The Black Death by Philip Ziegler, UK, 1997


This is an extremely informative text book on the plague that swept through Europe and England in the late 1340s. Ziegler looks at the causes and then traces the spread of the plague across Europe and into England. He examines not only the immediate effects of such a holocaust but also the far-reaching effects on society, politics, religion and education.

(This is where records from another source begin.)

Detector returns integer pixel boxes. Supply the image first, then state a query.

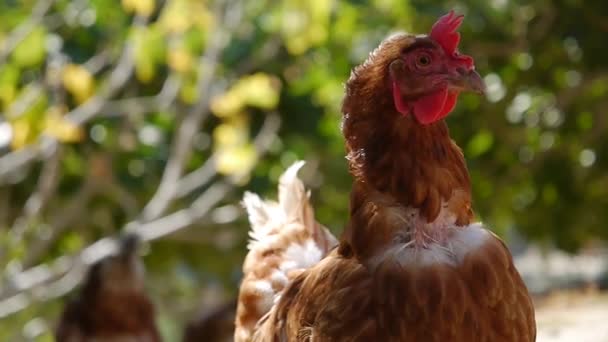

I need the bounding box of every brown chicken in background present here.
[56,234,161,342]
[235,12,536,342]
[182,300,236,342]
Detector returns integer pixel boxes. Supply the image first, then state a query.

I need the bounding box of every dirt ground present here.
[535,290,608,342]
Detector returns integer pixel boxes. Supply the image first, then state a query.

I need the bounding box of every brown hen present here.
[235,12,536,342]
[55,235,161,342]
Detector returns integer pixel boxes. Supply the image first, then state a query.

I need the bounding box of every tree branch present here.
[141,0,240,222]
[0,0,55,66]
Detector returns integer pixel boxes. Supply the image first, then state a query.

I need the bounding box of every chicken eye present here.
[416,54,431,68]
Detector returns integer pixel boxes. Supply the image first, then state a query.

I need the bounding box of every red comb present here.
[430,11,473,69]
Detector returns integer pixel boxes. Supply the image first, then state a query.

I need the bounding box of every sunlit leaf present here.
[12,26,46,68]
[0,63,20,110]
[167,48,194,72]
[121,0,155,17]
[467,130,494,157]
[44,107,84,142]
[216,144,257,175]
[132,26,166,83]
[211,73,281,117]
[62,64,95,103]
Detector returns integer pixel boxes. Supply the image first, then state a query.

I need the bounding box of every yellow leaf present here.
[159,0,215,33]
[213,123,248,148]
[62,64,95,103]
[11,120,31,150]
[237,73,281,109]
[281,0,332,55]
[44,107,84,143]
[211,73,281,117]
[211,91,244,117]
[216,144,257,175]
[167,48,193,72]
[121,0,155,17]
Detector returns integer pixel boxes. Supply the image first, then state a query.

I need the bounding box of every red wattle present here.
[414,87,448,125]
[437,92,458,120]
[393,81,410,115]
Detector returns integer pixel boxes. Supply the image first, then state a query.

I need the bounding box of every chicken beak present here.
[450,70,486,95]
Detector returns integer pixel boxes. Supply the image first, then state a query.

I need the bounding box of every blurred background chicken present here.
[56,234,161,342]
[182,300,236,342]
[235,12,536,342]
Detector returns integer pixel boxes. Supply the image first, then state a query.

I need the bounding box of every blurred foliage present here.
[0,0,608,341]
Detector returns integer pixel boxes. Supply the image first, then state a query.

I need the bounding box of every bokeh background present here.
[0,0,608,341]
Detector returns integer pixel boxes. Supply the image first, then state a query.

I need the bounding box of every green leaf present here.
[12,26,46,68]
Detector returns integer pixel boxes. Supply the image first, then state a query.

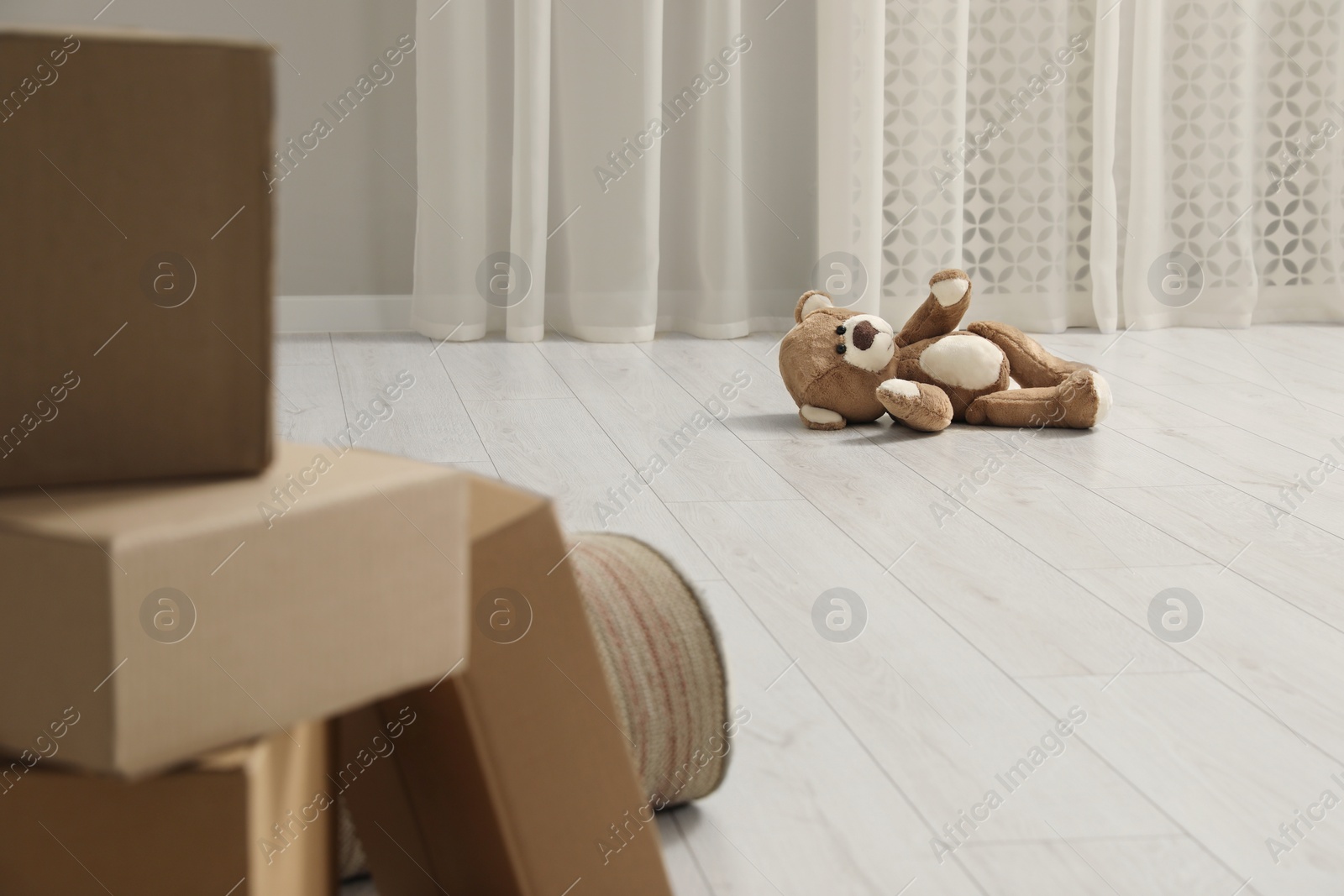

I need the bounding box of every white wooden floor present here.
[291,327,1344,896]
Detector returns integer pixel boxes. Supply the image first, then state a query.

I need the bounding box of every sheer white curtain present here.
[414,0,885,341]
[883,0,1344,331]
[415,0,1344,341]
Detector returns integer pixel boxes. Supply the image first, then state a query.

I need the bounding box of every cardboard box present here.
[0,445,468,775]
[338,478,670,896]
[0,27,273,488]
[0,724,336,896]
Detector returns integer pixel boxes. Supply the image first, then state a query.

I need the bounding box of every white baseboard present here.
[276,296,414,333]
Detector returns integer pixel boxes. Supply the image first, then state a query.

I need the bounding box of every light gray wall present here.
[0,0,417,296]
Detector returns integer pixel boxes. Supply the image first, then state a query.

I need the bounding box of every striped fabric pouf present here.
[570,533,728,807]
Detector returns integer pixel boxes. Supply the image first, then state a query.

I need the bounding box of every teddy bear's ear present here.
[793,289,832,324]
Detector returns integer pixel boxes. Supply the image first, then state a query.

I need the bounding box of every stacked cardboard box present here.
[0,29,669,896]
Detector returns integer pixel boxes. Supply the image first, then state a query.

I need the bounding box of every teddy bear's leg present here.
[878,380,952,432]
[966,371,1111,430]
[896,267,970,345]
[798,405,845,430]
[966,321,1097,388]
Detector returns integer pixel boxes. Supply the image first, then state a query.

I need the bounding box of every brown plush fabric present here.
[878,383,952,432]
[780,299,895,428]
[896,267,970,345]
[966,371,1100,430]
[966,321,1097,388]
[780,269,1110,432]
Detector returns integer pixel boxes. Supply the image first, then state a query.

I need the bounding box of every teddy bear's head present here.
[780,291,896,423]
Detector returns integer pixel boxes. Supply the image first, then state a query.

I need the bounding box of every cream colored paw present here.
[798,405,844,430]
[930,278,970,307]
[1090,371,1116,426]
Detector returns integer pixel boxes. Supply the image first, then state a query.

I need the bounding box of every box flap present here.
[470,475,549,542]
[0,443,466,553]
[0,24,274,52]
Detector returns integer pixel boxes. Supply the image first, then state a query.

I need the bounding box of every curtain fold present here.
[414,0,816,341]
[414,0,1344,341]
[883,0,1344,332]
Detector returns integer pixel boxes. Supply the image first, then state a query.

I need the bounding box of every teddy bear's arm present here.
[966,321,1097,388]
[878,379,952,432]
[896,267,970,347]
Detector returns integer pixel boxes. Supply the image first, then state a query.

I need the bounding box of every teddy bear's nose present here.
[853,321,878,352]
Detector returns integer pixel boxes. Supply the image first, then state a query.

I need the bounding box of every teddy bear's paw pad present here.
[798,405,845,430]
[1055,369,1113,430]
[878,379,952,432]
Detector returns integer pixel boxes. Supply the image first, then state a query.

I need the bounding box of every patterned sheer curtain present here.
[882,0,1344,332]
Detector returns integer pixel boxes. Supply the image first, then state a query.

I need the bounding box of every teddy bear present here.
[780,269,1111,432]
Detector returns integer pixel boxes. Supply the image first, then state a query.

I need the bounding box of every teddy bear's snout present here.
[853,321,878,352]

Descriptions of plague-infested villages and the horror inflicted upon the inhabitants (most of them sourced from contemporary writings) are interspersed with opinions and contra-opinions, observations, historical facts and statistics. While The Black Death is not a novel, it cannot fail to captivate and educate. For anyone wanting to know more about this period of mediaeval history, this is a definite must read.
 
Photo of Philip Ziegler from www.unitedagents.co.uk

17 May 2016

Holy Cow by Sarah Macdonald, Australia, 2002


I had a mixed reaction to this book: I really enjoyed the first part, but I found the second part sluggish and slow. The author's attempt to not only give a light-hearted and, at times, horrifying picture of Indian culture and lifestyle but also to give an insight into the many different religious beliefs practised in that country deserves a large amount of praise. Although Holy Cow is written by a non-Indian, many of Sarah Macdonald's observations are the same or similar to observations made by the Indian writers Rohinton Mistry (A Fine Balance ) and Aravind Adiga (The White Tiger), and are not, as some have complained, the result of an outsider summing up Indian society from the perspective of a more progressive and successful culture. Macdonald's humour is not at the expense of India and its people but is, to a very great degree, the self-deprecating humour of the average Australian.

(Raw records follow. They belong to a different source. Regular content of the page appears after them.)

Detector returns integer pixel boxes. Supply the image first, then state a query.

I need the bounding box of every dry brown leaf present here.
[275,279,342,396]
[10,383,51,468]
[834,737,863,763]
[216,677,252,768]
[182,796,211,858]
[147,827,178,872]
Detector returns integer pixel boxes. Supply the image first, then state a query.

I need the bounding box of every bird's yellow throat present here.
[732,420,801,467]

Sarah, a journalist (who has taken time off from work) is in India with her fiancé who is working as a foreign reporter for the ABC. After the shock of having to absorb a very different culture, a near-death experience with pneumonia and the ongoing loneliness of being separated from her fiancé who spends most of his time on missions outside of India, she begins to investigate India's religious heritage.

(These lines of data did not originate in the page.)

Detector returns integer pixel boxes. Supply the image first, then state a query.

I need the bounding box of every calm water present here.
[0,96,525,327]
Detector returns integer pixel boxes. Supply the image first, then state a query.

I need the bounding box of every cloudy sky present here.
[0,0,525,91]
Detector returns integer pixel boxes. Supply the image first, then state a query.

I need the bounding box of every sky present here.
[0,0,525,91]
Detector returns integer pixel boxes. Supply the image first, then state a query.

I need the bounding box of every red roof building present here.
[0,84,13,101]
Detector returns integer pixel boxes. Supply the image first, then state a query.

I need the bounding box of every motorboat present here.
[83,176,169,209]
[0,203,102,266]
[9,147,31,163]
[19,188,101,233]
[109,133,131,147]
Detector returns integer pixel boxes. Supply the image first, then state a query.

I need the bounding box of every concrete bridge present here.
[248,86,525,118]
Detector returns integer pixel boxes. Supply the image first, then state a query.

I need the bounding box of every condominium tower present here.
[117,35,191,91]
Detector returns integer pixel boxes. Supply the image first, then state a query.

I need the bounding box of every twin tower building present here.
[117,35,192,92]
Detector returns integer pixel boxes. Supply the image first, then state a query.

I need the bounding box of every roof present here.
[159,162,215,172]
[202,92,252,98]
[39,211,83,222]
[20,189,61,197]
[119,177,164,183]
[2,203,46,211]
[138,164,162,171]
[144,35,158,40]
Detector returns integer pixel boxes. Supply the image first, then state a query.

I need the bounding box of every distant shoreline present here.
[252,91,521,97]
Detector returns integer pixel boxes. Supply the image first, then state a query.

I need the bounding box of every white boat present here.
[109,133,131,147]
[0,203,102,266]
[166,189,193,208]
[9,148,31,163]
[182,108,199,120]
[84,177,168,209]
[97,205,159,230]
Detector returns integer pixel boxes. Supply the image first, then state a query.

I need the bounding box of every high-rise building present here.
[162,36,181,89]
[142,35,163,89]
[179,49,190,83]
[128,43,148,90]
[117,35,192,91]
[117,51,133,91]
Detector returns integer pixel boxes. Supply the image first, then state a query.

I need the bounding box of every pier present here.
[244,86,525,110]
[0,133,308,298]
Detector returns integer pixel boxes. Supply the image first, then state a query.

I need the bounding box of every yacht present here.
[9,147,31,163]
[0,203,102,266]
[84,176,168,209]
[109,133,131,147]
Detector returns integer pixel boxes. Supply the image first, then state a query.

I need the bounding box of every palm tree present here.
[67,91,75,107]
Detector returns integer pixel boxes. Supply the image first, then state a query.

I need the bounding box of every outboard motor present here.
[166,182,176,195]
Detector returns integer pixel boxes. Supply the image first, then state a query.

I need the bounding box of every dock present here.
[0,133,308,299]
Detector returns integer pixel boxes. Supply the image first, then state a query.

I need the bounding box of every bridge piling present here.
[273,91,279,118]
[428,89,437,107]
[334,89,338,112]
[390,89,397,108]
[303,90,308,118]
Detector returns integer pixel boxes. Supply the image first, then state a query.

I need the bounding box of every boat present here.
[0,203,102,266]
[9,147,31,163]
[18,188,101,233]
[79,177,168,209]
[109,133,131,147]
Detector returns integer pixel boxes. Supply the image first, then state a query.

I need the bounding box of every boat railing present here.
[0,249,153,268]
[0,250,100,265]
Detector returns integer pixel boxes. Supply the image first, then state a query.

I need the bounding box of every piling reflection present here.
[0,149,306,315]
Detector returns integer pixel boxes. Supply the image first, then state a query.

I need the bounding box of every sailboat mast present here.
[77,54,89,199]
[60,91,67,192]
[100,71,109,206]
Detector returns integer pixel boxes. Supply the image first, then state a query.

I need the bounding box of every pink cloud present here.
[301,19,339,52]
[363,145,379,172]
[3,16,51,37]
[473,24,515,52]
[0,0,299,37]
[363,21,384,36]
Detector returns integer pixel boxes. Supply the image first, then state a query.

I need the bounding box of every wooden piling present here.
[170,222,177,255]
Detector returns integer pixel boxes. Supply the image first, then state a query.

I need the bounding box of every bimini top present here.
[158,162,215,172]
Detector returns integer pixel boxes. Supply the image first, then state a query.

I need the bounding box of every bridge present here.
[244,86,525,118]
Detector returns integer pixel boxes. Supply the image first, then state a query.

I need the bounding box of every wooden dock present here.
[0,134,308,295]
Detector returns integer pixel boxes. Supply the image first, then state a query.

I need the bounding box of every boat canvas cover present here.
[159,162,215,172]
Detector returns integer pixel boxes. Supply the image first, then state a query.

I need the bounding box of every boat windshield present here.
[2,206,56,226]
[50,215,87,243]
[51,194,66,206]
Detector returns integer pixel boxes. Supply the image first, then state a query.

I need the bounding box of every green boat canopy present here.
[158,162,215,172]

Initially, these investigations are simply part of the story she is telling, and information about different religions creeps in as part of something else she is relating; the integrity of the actual story is retained. Halfway through the book, Sarah and her fiancé briefly return to Australia where they are married. Back in New Delhi Sarah takes the conscious step of following up all religions in India, and from this point the novel moves into the realm of the documentary.

Like India itself with its millions of people, impressions, smells and experiences, the information about the various religions is psychedelic with so much happening that it is, at times, difficult to hold on to any kind of central thread. Many incidental people are introduced – some disappear after a few pages, others re-emerge pages further on by which time the connections between that particular person and the story are forgotten. I found that I kept checking to see how many pages I had left to read; I was thrown between genuine interest and definite boredom.


In spite of my disappointment with the second part of the book, I could imagine rereading it, mainly as a general introduction to India's many religions. Reading it from such a perspective could, I feel, be a rewarding experience for most people.